It isn’t too often that I find something that stops me in my tracks, leaves me speechless and forces me to slow down. But what I am about to share with you did just that. It was just what I needed to hear at the very moment I needed to hear it and I am forever grateful to Corinne for sharing it with my Coaching Through COVID community. It not only inspired my personal and professional life, but it prompted me to create an entirely new section of my coaching sketchnote book (which is why my notebook is actually a binder so I can do so easily!).

Every single one of us is on a journey in education. And our journeys are often filled with twists and turns, roadblocks and construction zones. And since we are teaching and coaching in the midst of a global pandemic right now, our journeys can feel far out of our control. It can be easy to become frustrated. It can be easy to become overwhelmed. And it can be easy to live with despair given the limitations we are facing and the sheer amount of things that are beyond our control. And it can be even easier to stay in that space than to try and crawl out of it.

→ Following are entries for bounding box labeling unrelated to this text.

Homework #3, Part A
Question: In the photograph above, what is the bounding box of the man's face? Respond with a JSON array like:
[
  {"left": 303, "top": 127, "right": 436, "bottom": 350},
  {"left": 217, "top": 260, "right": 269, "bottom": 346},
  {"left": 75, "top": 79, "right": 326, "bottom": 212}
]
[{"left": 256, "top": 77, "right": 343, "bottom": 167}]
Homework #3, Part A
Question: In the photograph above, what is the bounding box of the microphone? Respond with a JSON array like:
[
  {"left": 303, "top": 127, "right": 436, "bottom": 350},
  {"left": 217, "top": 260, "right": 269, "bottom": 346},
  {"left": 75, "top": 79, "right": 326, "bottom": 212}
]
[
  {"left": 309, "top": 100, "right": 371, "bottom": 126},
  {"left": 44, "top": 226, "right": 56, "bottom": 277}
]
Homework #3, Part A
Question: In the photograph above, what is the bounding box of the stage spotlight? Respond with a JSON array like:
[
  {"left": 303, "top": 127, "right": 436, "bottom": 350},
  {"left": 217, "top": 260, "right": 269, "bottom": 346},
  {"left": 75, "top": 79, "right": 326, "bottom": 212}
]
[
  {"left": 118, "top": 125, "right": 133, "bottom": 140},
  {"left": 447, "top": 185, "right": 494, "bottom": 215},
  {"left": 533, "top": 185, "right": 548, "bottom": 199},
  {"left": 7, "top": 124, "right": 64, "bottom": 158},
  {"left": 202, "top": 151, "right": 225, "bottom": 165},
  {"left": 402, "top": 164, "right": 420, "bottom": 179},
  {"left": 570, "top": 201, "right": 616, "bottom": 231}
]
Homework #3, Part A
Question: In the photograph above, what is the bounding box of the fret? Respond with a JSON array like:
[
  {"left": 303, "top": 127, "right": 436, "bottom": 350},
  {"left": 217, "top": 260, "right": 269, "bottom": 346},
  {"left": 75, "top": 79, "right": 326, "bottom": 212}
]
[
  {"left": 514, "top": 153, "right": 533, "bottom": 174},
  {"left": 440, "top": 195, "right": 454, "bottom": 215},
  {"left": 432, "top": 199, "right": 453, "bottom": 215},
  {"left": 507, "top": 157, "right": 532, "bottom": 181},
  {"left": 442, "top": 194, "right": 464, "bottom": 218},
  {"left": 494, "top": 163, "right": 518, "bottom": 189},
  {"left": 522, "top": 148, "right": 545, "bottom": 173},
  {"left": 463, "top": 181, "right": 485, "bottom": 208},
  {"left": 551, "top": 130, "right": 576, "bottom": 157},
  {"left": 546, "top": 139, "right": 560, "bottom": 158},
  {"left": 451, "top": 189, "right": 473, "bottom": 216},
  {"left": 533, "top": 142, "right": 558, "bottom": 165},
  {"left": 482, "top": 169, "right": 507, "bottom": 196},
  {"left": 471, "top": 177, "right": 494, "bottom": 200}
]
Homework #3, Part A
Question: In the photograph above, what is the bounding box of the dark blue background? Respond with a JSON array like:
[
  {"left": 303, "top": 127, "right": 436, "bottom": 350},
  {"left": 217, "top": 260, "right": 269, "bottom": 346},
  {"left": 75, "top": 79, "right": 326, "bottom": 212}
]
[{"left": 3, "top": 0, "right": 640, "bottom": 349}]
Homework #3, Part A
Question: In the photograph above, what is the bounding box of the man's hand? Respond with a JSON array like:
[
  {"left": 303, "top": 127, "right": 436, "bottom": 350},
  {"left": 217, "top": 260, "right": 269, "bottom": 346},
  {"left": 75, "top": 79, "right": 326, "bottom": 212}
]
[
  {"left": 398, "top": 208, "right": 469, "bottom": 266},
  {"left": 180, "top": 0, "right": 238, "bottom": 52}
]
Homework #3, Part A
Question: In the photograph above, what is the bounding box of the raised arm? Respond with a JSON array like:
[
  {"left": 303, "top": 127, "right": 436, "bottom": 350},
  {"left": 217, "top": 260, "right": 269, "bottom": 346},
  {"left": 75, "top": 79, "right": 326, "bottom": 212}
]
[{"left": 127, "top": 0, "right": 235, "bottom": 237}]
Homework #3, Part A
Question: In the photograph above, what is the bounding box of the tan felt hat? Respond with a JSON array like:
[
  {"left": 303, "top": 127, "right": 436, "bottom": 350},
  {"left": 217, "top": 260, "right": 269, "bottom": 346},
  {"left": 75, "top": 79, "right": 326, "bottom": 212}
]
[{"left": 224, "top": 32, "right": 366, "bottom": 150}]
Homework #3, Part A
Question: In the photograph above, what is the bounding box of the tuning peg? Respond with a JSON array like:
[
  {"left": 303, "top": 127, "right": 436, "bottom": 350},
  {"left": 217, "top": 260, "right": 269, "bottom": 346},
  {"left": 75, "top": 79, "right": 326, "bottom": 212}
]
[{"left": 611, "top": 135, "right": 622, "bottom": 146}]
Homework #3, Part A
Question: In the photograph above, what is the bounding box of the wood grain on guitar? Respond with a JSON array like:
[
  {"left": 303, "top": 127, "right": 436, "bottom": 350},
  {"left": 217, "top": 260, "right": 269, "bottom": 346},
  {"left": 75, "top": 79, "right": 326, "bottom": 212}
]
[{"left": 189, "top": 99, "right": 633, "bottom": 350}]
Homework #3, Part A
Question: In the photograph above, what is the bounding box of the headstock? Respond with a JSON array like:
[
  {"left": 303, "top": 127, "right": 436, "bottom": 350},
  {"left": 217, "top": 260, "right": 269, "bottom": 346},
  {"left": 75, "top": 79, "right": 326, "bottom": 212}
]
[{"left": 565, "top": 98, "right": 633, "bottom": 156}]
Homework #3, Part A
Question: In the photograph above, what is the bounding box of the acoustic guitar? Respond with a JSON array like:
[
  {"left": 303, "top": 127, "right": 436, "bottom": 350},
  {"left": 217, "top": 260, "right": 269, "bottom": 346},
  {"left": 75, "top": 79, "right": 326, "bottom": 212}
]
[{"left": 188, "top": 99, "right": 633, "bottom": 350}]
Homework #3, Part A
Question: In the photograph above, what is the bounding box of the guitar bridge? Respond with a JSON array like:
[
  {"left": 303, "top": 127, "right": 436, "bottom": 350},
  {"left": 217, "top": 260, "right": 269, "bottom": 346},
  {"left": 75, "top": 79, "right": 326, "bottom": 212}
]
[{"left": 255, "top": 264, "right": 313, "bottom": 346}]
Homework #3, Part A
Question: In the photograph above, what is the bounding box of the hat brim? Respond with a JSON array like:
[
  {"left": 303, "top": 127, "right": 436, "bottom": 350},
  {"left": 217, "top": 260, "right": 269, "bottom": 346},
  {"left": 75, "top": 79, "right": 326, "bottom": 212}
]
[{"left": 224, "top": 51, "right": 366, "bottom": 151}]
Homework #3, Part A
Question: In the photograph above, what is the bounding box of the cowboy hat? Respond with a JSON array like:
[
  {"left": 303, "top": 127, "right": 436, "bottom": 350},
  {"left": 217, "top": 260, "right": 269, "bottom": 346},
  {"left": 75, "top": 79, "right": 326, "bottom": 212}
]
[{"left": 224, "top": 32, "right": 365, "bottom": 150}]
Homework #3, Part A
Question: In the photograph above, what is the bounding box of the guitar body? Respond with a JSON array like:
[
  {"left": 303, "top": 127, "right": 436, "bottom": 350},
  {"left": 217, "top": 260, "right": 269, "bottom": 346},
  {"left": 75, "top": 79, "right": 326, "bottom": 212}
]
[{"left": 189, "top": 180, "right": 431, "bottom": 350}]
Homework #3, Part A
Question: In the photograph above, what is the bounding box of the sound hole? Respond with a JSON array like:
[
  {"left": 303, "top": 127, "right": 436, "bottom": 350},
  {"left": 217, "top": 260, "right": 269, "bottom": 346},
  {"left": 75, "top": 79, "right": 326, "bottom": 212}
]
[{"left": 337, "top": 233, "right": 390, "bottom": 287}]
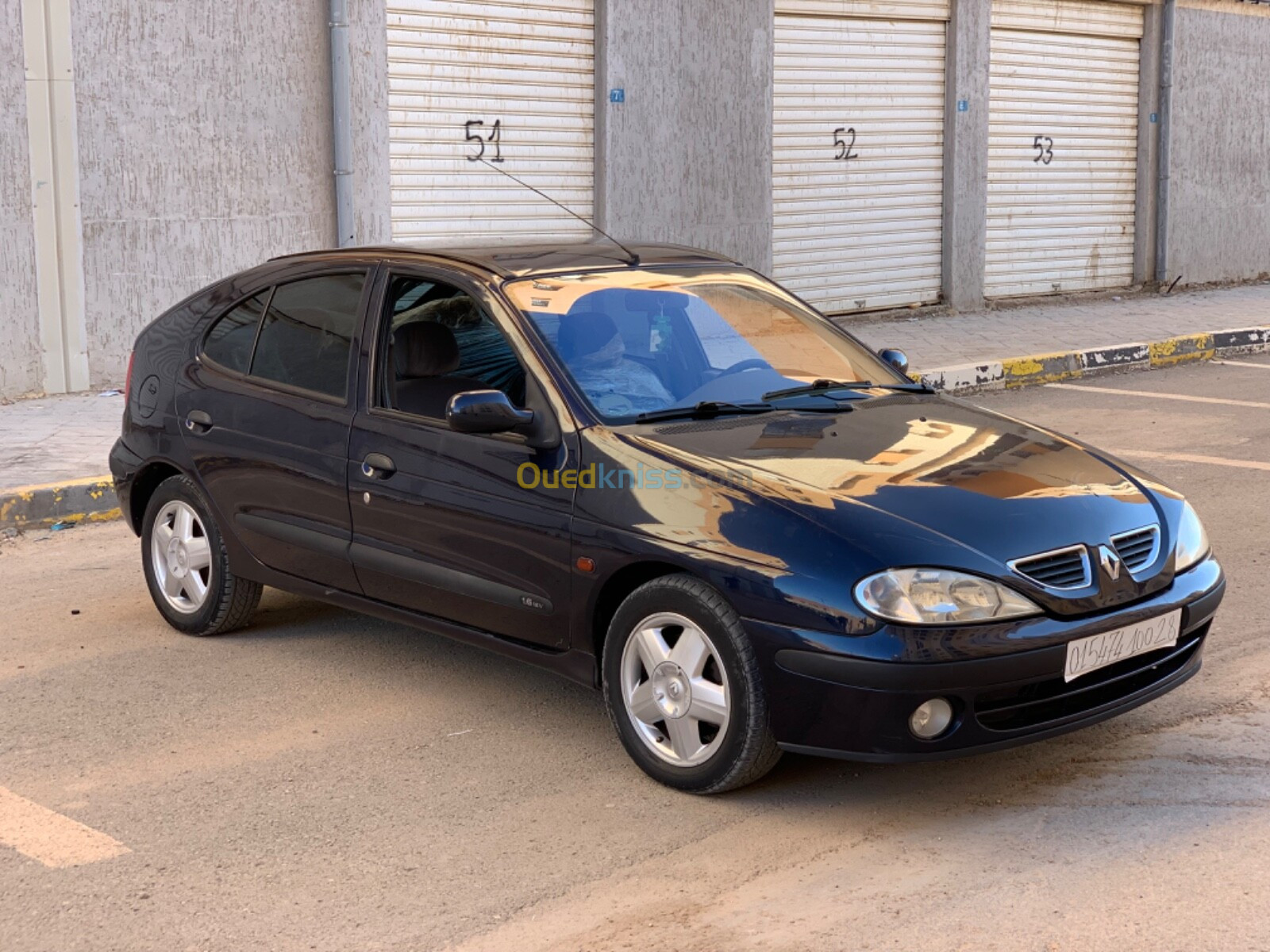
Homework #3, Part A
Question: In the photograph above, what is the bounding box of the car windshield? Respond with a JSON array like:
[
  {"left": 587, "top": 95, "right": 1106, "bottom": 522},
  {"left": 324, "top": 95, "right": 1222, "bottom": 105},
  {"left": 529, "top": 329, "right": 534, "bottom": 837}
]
[{"left": 506, "top": 268, "right": 908, "bottom": 423}]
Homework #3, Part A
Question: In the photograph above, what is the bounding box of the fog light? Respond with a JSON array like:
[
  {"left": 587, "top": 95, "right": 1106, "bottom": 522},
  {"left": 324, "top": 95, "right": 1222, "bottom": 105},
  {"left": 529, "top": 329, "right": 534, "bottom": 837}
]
[{"left": 908, "top": 697, "right": 952, "bottom": 740}]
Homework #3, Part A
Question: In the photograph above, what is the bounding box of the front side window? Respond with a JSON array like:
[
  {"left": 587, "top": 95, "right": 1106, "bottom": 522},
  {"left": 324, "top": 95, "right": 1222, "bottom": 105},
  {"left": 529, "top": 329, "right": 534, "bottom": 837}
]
[
  {"left": 249, "top": 273, "right": 366, "bottom": 398},
  {"left": 506, "top": 268, "right": 908, "bottom": 423},
  {"left": 376, "top": 275, "right": 525, "bottom": 420}
]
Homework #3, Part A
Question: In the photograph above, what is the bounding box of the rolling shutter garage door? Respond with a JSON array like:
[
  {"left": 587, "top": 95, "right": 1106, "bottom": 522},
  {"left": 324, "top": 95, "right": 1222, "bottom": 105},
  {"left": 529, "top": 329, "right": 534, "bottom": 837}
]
[
  {"left": 772, "top": 0, "right": 949, "bottom": 313},
  {"left": 984, "top": 0, "right": 1143, "bottom": 297},
  {"left": 387, "top": 0, "right": 595, "bottom": 245}
]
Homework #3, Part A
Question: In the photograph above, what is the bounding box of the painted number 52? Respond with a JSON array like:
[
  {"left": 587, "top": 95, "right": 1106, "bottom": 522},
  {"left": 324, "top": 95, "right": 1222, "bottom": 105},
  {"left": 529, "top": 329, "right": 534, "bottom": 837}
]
[
  {"left": 1033, "top": 136, "right": 1054, "bottom": 165},
  {"left": 833, "top": 125, "right": 860, "bottom": 161}
]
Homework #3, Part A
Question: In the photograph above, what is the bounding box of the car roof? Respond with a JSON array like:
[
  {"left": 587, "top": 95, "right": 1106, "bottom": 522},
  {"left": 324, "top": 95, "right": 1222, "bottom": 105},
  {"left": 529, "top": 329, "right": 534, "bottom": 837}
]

But we can. Not by bubbling with positivity or fighting the world at every turn. But by embracing the reality of right now and leaning into it, even learning to appreciate and learn from it.

Before you continue reading, you MUST view this incredible TED Talk from Phil Hansen called ‘Embrace the Shake’. An artist, Phil developed a painful tremor in his hand that completely stripped him of the pointillist art he loved. But rather than give up his passion, he took his doctor’s advice and embraced his new limitation instead….and created art that was far more powerful and beautiful than he could ever imagine.

I think we have a lot to learn from Phil, lessons that can immediately support our work in solving instructional challenges with teachers. I love a good analogy or prompt to get a problem-solving discussion started and ‘Embrace the Shake’ seems like the perfect way to begin. Here’s how I’m envisioning it:

  • First, get real. Ask teachers to name all the limitations they face in their classrooms right now and chart them, if you’d like. Lack of materials and resources? Poor scheduling? Challenging technology? Pandemic problems? Validate each and every one. Feel the frustration and the fear.
  • Next, play the Ted Talk. Give teachers time to soak in the message and sit with their thoughts for a minute. How did it impact them? What might they take away from it?
  • Now, it’s time to talk. Don’t shy away from the limitations we face, but be open to the possibility that the very limitation that frustrates us might lead us to a better solution, an opportunity to embrace our current reality and pivot accordingly. You might launch a broad conversation about our limitations or choose one to tackle head on instead.
  • Finally, choose one little thing. End the conversation with a small, but concrete action to take that would lead the learning forward by embracing the limitation rather than spending all of our energy fighting it.

Now, this TED Talk might be incredibly powerful, but it will not magically take away the limitations and challenges we are all facing right now. But, it might just be the spark we need to change the way we look at those limitations so that we can become better not just in spite of them, but because of them.

So, what limitation might you embrace today and imagine new possibilities that make teaching and learning better because of it?